In den wissenschaftlichen Arbeiten nach 1900 aber ist
die germanische Heilkunst ein Arbeitsfeld für Volkskundler
und Kulturhistoriker geworden. Germanistisches Wissen
wird nur noch den Wörterbüchern entnommen, so daß sich
Sudhoff mit Recht über ,,den schon schwer verknöcherten
Dogmatismus der Linguistik“ beklagt (Mitt. Gesch. Med. u.
Naturwiss. 13, 255). Zeugnis für diesen Wandel legt Max
Höflers ,,Altgermanische Heilkunde“ in Puschmanns
Handbuch (Jena 1902) ab. Der Volksaberglaube ist stark in
den Vordergrund getreten. Die wichtigste Aufgabe des
Medizinmannes sei die Dämonenaustreibung gewesen, woneben sich die germanischen Weiber mit Pflanzenzauber be¬
gnügt hätten. Ein sprachlicher Irrtum Höflers ist die
Übersetzung von ,,ödäinsakr“ durch ,,Odinsacker“ (S. 477),
es handelt sich vielmehr um das „Feld der Unsterblichkeit“.

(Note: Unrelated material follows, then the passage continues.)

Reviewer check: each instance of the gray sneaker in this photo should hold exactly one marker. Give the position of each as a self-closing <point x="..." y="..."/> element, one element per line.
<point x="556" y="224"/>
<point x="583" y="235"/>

So dankenswert die Höflerschen Darstellungen im einzelnen
auch sein mögen — die meisten Schilderungen der germanischen Heilkunde berufen sich auf ihn —, so führt von ihrer
Gesamthaltung doch kein Weg in die Zukunft. Man kann
nicht Geschichte treiben und sich dabei auf Teilgebiete
(Mythologie und Aberglauben) beschränken. Vielmehr müssen
nun endlich die Quellen für Einzeluntersuchungen, wie
Sudhoffs Aufsätze in Hoops Reallexikon herangezogen
werden, die das germanische Altertum nicht bei Kult oder
Dichtung belauschen, sondern es in seinem Alltag aufsuchen.

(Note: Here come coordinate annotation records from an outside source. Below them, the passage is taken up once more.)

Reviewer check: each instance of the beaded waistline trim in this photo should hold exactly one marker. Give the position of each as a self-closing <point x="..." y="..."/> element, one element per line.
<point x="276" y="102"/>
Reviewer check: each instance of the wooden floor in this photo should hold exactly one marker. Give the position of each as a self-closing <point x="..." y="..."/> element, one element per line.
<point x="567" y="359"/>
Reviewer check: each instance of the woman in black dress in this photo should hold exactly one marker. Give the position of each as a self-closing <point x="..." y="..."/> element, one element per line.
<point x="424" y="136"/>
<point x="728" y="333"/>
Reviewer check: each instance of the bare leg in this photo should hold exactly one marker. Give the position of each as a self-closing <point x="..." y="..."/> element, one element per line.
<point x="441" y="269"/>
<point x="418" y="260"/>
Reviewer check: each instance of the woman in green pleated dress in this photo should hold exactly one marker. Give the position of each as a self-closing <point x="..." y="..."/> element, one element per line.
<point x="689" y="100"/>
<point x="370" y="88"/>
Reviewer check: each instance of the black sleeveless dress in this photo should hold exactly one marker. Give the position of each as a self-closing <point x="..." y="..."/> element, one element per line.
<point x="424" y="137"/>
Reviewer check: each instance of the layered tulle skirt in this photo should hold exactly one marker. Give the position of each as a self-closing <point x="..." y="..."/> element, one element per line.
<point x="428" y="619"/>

Diese bisher noch vernachlässigten Quellen sind die altisländischen Sögur. Sie wurden gründlicher zuerst von einem Nordländer, nämlich von Grön, in seiner „Altnordischen
Heilkunde“ (Janus 1907/08) bearbeitet...

* Nach einem Vortrag auf der Tagung der Deutschen Gesellschaft für Geschichte
der Medizin und der Naturwissenschaften am 2. IX. 1935 in Bamberg.